There were other improvements as well. All the dimmers were serviced and trimmed. The spaces' floors were sanded and refinished a satin black; the windows got new soundproofing covers that seal out daylight; the sound-mixing location was moved into the house and given a clean power supply to accommodate the influx of more live music. All of this, one imagines, came in handy right away as the first new shows of the season were guaranteed to be challenging. Upstairs reopened with Avant-Garde-A-Rama, the venue's traditional two-day roundup of the latest in performance, while downstairs there was Clarinda Mac Low's piece The Division of Memory. “It requires seven video projectors and multiple live and source sound feeds,” DenDanto says, adding that extra dimmers and inventory were squeezed into the already tight 18'×25' (5.4×7.5m) performance space.
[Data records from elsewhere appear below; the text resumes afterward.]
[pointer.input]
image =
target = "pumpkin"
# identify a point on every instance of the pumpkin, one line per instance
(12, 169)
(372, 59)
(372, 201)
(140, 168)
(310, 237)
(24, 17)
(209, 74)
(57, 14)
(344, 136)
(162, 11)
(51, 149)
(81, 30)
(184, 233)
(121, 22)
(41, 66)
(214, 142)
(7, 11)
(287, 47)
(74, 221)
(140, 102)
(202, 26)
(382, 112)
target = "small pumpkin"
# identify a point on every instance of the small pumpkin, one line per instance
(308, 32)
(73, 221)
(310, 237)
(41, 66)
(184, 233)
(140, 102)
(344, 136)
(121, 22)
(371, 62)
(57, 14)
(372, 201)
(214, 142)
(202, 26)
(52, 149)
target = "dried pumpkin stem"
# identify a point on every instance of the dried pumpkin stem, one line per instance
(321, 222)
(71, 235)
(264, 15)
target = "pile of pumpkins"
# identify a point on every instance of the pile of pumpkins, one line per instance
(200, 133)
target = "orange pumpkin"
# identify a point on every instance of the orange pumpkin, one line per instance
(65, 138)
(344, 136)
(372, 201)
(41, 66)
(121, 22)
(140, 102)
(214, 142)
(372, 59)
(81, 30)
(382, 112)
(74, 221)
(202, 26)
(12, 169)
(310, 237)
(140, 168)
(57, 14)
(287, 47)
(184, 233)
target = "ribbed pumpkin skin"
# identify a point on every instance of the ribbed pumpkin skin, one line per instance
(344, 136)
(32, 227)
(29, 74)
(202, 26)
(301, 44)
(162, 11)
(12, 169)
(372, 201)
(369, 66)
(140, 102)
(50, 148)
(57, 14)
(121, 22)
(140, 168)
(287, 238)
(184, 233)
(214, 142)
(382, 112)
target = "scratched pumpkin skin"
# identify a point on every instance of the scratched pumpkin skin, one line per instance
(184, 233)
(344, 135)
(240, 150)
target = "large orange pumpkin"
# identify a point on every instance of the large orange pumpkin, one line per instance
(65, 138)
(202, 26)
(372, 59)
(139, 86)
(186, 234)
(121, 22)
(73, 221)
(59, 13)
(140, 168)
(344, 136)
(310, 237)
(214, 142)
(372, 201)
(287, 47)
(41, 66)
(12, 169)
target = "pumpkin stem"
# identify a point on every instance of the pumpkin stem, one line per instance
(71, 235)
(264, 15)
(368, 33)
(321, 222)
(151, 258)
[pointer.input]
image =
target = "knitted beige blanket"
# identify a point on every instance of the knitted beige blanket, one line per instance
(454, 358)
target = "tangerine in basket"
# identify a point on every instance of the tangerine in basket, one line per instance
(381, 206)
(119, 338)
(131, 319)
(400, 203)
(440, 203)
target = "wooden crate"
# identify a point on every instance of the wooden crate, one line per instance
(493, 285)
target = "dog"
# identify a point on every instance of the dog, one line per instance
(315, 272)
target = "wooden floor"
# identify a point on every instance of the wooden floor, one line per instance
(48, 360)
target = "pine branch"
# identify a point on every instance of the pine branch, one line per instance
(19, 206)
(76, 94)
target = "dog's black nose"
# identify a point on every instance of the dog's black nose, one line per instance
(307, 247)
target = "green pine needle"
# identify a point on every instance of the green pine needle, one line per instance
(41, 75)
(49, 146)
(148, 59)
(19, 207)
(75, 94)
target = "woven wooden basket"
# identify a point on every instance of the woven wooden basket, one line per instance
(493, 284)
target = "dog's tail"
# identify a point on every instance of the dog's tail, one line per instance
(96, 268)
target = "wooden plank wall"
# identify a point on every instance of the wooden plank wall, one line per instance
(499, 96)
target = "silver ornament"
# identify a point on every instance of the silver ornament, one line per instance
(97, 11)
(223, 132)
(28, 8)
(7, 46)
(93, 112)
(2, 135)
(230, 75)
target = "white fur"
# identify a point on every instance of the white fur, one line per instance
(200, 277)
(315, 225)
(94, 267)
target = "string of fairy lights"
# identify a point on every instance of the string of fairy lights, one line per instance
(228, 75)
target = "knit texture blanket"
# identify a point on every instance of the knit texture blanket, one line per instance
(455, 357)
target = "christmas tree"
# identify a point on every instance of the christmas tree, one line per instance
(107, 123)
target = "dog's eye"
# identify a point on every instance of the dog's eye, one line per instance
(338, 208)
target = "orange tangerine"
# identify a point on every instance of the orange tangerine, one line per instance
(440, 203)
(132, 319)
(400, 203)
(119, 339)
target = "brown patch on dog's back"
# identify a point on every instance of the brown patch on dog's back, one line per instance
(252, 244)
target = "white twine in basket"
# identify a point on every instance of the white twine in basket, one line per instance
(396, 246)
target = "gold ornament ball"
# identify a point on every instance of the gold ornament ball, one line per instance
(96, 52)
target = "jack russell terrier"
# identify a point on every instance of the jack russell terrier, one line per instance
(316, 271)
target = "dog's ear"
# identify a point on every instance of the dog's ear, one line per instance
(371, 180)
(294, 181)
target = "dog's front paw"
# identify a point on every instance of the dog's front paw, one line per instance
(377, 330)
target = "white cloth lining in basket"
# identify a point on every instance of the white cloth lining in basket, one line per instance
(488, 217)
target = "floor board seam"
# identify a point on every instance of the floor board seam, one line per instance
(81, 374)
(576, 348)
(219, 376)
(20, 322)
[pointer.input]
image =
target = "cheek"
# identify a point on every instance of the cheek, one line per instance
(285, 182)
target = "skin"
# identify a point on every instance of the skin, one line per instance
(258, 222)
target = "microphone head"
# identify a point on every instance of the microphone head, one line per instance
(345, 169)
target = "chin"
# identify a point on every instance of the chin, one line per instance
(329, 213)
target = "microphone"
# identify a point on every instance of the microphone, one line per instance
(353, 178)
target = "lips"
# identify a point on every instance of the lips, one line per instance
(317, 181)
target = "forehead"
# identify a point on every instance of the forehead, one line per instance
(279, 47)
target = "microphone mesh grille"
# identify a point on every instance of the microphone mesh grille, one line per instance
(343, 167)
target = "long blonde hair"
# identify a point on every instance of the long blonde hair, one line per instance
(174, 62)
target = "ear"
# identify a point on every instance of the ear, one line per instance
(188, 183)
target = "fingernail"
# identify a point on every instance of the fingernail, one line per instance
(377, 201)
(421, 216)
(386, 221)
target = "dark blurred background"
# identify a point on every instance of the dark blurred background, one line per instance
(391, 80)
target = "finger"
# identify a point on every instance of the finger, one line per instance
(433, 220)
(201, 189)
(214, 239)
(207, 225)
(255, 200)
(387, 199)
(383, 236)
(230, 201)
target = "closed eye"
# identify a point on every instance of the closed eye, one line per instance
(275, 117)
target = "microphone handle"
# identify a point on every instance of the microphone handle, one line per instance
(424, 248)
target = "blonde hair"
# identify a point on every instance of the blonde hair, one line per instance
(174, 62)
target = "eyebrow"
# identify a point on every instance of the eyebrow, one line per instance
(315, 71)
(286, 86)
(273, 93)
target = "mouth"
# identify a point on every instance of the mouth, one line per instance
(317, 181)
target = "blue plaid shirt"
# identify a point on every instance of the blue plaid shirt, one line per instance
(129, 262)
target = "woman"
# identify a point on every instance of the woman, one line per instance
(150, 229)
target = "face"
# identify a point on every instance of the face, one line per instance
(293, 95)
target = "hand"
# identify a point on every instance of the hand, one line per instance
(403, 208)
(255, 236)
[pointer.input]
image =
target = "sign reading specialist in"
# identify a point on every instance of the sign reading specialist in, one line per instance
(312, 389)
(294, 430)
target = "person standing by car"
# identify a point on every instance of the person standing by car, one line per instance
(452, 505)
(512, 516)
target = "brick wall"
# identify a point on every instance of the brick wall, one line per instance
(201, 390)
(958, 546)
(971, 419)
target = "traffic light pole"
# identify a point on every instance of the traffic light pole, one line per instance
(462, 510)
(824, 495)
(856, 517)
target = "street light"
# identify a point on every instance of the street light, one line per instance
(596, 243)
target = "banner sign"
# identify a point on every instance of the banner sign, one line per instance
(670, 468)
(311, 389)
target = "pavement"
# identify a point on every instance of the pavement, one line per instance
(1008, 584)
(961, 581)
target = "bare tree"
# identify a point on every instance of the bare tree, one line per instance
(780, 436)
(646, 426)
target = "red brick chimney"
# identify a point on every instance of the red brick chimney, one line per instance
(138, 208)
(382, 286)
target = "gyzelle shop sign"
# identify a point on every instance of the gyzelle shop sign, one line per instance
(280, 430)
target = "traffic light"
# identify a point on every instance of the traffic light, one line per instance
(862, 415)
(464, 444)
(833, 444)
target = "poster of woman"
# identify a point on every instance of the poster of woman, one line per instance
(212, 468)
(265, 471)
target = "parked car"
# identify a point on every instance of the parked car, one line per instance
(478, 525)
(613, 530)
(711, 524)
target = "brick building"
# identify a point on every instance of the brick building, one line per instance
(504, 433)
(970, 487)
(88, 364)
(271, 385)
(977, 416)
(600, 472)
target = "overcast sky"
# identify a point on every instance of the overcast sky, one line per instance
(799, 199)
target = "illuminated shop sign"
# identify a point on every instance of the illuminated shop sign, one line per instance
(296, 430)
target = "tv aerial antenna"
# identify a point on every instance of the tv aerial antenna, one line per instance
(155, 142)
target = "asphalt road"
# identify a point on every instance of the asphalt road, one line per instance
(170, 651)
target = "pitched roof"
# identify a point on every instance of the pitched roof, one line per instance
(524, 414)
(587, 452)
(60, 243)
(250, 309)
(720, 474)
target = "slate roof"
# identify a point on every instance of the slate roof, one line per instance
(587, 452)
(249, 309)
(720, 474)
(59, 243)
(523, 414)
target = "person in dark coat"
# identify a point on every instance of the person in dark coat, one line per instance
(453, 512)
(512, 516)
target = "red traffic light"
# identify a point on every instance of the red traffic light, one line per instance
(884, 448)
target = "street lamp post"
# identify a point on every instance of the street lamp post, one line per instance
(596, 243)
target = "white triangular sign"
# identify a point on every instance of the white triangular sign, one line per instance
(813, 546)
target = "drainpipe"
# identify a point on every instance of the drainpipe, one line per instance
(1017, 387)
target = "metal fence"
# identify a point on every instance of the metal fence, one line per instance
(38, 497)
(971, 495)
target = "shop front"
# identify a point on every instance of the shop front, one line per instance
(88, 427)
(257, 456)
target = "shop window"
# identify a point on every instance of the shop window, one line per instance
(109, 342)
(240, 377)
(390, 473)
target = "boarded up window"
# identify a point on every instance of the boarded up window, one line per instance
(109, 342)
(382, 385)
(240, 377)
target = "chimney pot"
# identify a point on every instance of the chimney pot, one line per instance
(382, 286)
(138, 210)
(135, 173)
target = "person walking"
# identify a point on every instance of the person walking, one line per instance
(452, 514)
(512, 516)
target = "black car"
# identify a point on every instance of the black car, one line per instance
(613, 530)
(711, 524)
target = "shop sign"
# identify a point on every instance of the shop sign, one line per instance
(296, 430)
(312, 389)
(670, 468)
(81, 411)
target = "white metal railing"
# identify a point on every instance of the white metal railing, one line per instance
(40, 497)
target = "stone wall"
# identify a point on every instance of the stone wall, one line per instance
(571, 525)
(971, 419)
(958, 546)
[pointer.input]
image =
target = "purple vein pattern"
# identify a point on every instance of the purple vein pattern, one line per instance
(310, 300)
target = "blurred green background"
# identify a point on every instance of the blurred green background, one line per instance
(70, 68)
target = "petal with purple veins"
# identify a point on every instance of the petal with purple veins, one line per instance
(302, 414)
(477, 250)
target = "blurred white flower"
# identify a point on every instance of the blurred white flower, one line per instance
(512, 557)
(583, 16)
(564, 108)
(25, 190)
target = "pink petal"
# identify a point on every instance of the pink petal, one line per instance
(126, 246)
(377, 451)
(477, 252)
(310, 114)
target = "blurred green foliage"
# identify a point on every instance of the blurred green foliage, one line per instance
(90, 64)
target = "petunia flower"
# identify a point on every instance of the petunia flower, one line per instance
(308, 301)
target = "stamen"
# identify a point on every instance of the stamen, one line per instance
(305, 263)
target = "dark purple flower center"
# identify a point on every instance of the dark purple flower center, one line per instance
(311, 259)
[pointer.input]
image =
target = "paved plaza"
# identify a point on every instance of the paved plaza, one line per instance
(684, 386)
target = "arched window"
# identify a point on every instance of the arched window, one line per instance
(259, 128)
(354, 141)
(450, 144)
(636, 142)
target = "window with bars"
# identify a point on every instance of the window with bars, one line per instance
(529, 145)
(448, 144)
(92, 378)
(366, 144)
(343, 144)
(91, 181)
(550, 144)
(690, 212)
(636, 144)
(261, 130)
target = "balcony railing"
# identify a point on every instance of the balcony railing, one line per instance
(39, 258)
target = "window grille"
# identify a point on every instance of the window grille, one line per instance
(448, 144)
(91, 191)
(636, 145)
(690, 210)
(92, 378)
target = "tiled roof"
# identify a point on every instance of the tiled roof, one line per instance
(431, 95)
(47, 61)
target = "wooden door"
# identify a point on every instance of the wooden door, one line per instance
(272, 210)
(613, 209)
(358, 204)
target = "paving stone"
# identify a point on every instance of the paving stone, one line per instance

The Division of Memory is a good example of why Performance Space 122 chose to upgrade its systems. “In 1998, they saw a sink-or-swim current in downtown theatre,” DenDanto points out. “To stay true to our mission, to serve as a platform for new and emerging work, we had to step up our equipment and our production values. Today production values make or break a show. Artists are demanding more in video, sound, digital imagery, DMX multiplexing, everything. The downtown scene has incorporated technology at a fever pitch. P.S. 122 had to catch up, or flounder and die. It might seem to some people that what we have done is small, but it has really made a difference.”

Now, DenDanto says, P.S. 122 is ready to take on all comers, a good thing, since at least nine different companies will be in and out during the first two months of the fall schedule. The designer credits his technical director, Derek Lloyd with facilitating the daunting schedule. “Derek is an Australian who got married and stayed here. He works very well with downtown artists. You know, TDs don't always embrace change. Derek is a TD through and through, but if you throw him a curve ball, he goes with it.” For example, French choreographer Jerome Bel, who appeared there in September, asked for a set made up of a large rear stage wall and one lightbulb in the middle of the room. So far, so good — but then came the news that he didn't want the rep plot to be visible to the audience. “Unlike a lot of TDs, Derek said okay,” says DenDanto, adding that at this venue, flexibility of staff is as important as flexibility of equipment.

The future plans are more of the same: to continue to expand the space to make it easier to design in. “We are hoping to get an NYSCA grant to install a new sound system in the second floor,” says DenDanto. “I would love to move the CD80 packs to the downstairs theatre, and replace them with new ETC Sensor racks. Continue to beef up the inventory. It might even be nice to add some moving lights. It could be anything from buying more lights to building a new theatre. The moral is to keep pace so the art can come first; that is, after all, what we do.”